It seems many people have similar issues with OpenMP but I couldn't find a solution to my problem.
I'm using a simple code:
PROGRAM Parallel_Hello_World
USE OMP_LIB
integer :: i
real :: start, finish, B
call cpu_time(start)
!$OMP PARALLEL
!$OMP DO
DO i = 1,2000000
B = cos(cos(cos(sin(cos(sqrt(sqrt(sqrt( cos( real(i) ) ))))))))
B = cos(cos(cos(sin(cos(sqrt(sqrt(sqrt( cos( B ) ))))))))

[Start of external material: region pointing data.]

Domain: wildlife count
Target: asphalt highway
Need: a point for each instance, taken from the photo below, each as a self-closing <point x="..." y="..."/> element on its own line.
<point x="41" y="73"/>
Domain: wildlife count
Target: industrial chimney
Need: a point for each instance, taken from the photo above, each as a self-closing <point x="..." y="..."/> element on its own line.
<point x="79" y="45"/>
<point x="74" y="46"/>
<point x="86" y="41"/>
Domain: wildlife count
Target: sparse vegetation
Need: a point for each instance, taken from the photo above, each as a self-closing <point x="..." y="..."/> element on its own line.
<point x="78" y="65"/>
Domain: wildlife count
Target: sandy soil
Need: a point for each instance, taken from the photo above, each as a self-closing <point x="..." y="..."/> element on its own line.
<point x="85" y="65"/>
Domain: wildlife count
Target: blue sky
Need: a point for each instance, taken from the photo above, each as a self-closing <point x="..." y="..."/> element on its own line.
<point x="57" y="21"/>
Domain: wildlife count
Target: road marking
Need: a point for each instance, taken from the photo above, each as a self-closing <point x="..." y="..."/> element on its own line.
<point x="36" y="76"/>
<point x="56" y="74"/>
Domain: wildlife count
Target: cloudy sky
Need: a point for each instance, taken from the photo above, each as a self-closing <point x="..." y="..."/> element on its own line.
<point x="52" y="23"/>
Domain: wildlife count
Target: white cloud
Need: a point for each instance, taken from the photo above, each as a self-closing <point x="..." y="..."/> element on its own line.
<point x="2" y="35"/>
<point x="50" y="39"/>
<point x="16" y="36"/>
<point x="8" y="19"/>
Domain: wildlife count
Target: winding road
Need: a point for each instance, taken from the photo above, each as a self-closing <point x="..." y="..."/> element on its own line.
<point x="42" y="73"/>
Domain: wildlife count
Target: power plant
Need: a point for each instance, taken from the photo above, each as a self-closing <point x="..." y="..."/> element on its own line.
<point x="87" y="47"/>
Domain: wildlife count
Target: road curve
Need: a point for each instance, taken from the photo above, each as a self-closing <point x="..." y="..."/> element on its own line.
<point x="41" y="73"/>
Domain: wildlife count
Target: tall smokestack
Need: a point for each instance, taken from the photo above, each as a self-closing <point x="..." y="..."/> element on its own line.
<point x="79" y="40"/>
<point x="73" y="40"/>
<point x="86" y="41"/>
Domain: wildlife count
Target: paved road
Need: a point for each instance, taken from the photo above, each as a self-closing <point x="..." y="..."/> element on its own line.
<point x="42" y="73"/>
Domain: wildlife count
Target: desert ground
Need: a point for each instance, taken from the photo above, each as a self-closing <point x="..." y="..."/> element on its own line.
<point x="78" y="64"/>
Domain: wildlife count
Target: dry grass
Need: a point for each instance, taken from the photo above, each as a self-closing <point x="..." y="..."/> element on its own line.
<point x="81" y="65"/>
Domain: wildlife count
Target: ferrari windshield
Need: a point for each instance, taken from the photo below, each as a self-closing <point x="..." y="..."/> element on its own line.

B = cos(cos(cos(sin(cos(sqrt(sqrt(sqrt( cos( B ) ))))))))
END DO
!$OMP END DO
!$OMP END PARALLEL
call cpu_time(finish)
print '("Time = ",f6.3," seconds.")',finish-start
END
I'm confused where the overhead is coming from. Even when I increase the amount of sin/cos/sqrt operations, lower threads always wins.
export OMP_NUM_THREADS=1 Time = 1.58 seconds. (average)
export OMP_NUM_THREADS=8 Time = 2.376 seconds. (average)
Compile: ifort para.f90 -o para.exe -qopenmp -O2
the Intel compiler is from 2020.